Quantitative evaluation of weak nonbonded Se...F interactions and their remarkable nature as orbital interactions.

To evaluate weak intramolecular nonbonded Se...F interactions recently characterized for a series of o-selenobenzyl fluoride derivatives (Iwaoka et al., Chem. Lett. 1998, 969-970), the temperature dependence of the nuclear spin coupling between Se and F (J(Se...F)) was investigated for 2-(fluoromethyl)phenylselenenyl cyanate (1a) and bis[2-(fluoromethyl)phenyl] diselenide (1e) in CD2Cl2 and CD3CN. A significant increase in the magnitude of J(Se...F) was observed for both 1a and 1e upon lowering temperature, whereas the values of J(Se...F) for the corresponding trifluoromethyl compounds slightly reduced or remained unchanged at low temperatures.

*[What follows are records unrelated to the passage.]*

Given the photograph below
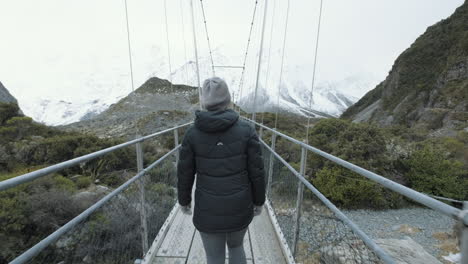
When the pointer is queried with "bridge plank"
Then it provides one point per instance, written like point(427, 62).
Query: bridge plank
point(197, 252)
point(265, 245)
point(168, 260)
point(179, 237)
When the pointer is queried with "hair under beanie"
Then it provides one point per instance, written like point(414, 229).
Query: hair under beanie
point(215, 94)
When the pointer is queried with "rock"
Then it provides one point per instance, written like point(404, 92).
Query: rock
point(406, 251)
point(5, 96)
point(403, 251)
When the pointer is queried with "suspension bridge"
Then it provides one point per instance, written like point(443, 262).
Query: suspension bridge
point(298, 223)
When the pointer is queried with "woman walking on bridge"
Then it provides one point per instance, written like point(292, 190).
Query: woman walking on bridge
point(224, 152)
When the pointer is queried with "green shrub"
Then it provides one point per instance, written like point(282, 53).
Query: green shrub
point(430, 171)
point(350, 190)
point(83, 182)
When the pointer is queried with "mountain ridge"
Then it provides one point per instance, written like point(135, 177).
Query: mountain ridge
point(154, 106)
point(427, 86)
point(5, 95)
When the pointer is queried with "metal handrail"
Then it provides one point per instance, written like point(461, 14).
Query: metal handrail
point(10, 183)
point(36, 249)
point(367, 240)
point(396, 187)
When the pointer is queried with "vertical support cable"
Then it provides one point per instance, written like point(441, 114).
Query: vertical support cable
point(129, 47)
point(139, 152)
point(271, 163)
point(241, 82)
point(464, 235)
point(196, 52)
point(183, 38)
point(300, 195)
point(282, 65)
point(168, 46)
point(315, 68)
point(141, 185)
point(260, 60)
point(269, 59)
point(176, 143)
point(207, 37)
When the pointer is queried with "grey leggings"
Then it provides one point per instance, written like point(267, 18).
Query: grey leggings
point(215, 247)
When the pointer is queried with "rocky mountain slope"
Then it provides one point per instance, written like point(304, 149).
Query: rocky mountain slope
point(156, 105)
point(427, 86)
point(5, 96)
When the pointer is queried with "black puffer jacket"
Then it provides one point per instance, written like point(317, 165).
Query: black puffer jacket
point(225, 154)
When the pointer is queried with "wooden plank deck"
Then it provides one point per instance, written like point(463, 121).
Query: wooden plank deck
point(181, 243)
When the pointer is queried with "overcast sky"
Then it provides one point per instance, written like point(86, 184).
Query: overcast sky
point(77, 50)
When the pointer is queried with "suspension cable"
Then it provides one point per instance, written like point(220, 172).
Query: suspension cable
point(168, 46)
point(315, 68)
point(269, 52)
point(183, 37)
point(241, 82)
point(207, 37)
point(130, 62)
point(194, 33)
point(259, 66)
point(282, 65)
point(129, 47)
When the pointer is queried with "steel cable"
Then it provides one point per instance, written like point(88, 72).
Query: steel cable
point(207, 37)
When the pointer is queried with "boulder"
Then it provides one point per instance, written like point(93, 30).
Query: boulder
point(406, 251)
point(403, 251)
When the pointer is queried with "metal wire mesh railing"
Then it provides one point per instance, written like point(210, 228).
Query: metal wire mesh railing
point(112, 234)
point(312, 230)
point(322, 233)
point(116, 225)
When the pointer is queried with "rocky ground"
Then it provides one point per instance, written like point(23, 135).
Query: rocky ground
point(319, 229)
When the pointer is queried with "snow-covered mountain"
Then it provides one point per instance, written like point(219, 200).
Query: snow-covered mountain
point(296, 98)
point(59, 112)
point(329, 99)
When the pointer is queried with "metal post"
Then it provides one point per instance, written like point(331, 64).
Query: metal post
point(196, 51)
point(270, 166)
point(300, 191)
point(176, 143)
point(141, 185)
point(259, 60)
point(464, 234)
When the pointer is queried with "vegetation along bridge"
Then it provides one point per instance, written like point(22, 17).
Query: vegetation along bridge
point(140, 220)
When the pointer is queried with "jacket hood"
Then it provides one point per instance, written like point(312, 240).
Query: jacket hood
point(215, 121)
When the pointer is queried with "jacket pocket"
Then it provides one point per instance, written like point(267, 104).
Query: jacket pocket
point(232, 204)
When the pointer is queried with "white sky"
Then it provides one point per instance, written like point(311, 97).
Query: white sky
point(77, 50)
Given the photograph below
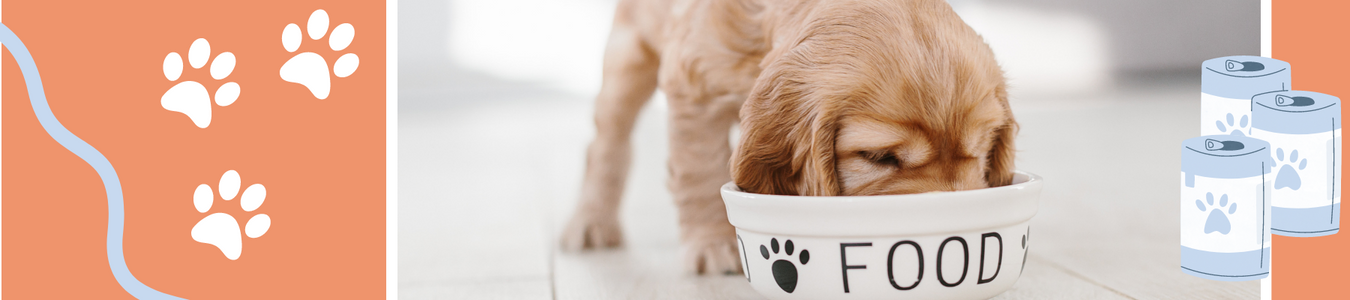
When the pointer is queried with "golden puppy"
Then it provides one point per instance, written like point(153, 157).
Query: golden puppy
point(833, 97)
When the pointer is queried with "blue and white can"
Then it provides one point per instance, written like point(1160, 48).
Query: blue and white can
point(1225, 207)
point(1227, 85)
point(1304, 131)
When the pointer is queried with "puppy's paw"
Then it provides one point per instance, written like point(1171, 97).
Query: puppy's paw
point(587, 230)
point(712, 252)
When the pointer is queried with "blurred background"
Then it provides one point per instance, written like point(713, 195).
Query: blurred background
point(496, 112)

Application of the rapid equilibrium model between two possible conformers revealed that conformer A with an intramolecular Se...F interaction is more stable in enthalpy (DeltaH) by 1.23 kcal/mol for 1a (in CD2Cl2) and by 0.85 and 0.83 kcal/mol for 1e (in CD2Cl2 and CD3CN, respectively) than conformer B, which does not have close Se...F contact. The negligible solvent effects for 1e suggested marginal electrostatic nature of the Se...F interactions. Instead, importance of the n(F) -->sigma*(Se-X) orbital interaction was suggested by quantum chemical (QC) calculations and the natural bond orbital (NBO) analysis.